How I killed Mailcloud’s 21,000 users today

  • I dont want to take away from the good thoughts in this article but it annoys me when people create terms for something that already exists. A "pre-mortem" as described here is just a "Risk Assessment", outside the startup world its typically a must have part of any project.

    http://en.wikipedia.org/wiki/Risk_assessment

  • Donning my pre-mortem cap: perhaps they pre-died because it's impossible to figure out what mailcloud actually does.

  • So, we imagined we have shipped our closed BETA version of Mailcloud, and nobody wants it.

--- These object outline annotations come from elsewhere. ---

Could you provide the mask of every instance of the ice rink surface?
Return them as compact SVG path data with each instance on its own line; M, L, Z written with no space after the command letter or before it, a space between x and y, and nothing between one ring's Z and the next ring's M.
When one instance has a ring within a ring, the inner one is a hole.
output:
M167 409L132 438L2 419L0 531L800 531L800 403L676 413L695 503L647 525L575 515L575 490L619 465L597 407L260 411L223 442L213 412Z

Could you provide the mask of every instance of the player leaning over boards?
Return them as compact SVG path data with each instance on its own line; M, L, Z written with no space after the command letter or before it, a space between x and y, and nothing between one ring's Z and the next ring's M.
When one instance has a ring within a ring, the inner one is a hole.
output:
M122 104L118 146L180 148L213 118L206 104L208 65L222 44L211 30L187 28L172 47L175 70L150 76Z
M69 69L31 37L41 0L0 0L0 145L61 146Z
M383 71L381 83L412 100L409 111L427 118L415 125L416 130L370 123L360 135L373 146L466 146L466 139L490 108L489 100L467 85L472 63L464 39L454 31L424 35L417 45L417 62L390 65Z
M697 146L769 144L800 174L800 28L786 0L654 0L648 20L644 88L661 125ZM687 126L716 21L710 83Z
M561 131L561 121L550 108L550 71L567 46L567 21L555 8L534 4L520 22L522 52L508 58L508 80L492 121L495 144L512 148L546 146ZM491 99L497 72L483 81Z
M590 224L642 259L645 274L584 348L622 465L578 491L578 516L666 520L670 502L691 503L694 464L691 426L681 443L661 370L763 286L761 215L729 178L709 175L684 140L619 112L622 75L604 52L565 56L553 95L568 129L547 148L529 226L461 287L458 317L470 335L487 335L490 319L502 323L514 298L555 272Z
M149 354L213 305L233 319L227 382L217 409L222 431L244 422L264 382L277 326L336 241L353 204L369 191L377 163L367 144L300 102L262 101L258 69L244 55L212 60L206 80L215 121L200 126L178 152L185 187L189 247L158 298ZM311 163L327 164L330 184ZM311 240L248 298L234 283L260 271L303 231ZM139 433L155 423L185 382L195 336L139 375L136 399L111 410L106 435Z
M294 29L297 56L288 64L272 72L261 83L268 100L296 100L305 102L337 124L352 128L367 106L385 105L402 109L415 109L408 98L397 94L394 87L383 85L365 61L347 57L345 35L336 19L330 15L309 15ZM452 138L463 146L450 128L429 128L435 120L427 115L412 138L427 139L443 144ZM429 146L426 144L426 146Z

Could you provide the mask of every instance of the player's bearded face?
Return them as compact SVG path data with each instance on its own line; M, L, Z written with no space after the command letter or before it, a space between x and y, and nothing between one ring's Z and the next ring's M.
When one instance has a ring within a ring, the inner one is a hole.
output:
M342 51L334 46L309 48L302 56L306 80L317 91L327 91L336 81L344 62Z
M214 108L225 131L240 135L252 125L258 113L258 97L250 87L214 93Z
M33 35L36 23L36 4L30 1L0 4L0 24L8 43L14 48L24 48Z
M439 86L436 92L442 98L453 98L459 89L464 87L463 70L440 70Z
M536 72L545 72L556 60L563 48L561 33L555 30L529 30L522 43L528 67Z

Worse than that, it doesn’t even work, reviews are terrible and generally the whole world hates us – signified in a homepage Techcrunch piece because our product was so bad.

    Problem is, your failure is not likely going to be that dramatic. The product will likely work, have some users who like it and some positive or at least not terrible reviews, but will just never take off. Might not be a clear reason why, you just didn't "hit it."

  • good thoughts but I think a much better version of this is the Dangers Strengths Opportunities exercise (e.g. http://robdkelly.com/blog/getting-things-done/dos-exercise/)

    The danger part is effectively the same with the added bonus of being able to convert all Dangers into Opportunities. Once you do that, you've gotten the entire team to agree that, to achieve success, all they need to do is accomplish the Opportunities.

  • What exactly is 'mailcloud'? I am assuming it's a email hosting company plus they added 'cloud' to the mix.

  • It would have been good to see some examples, not just the concept.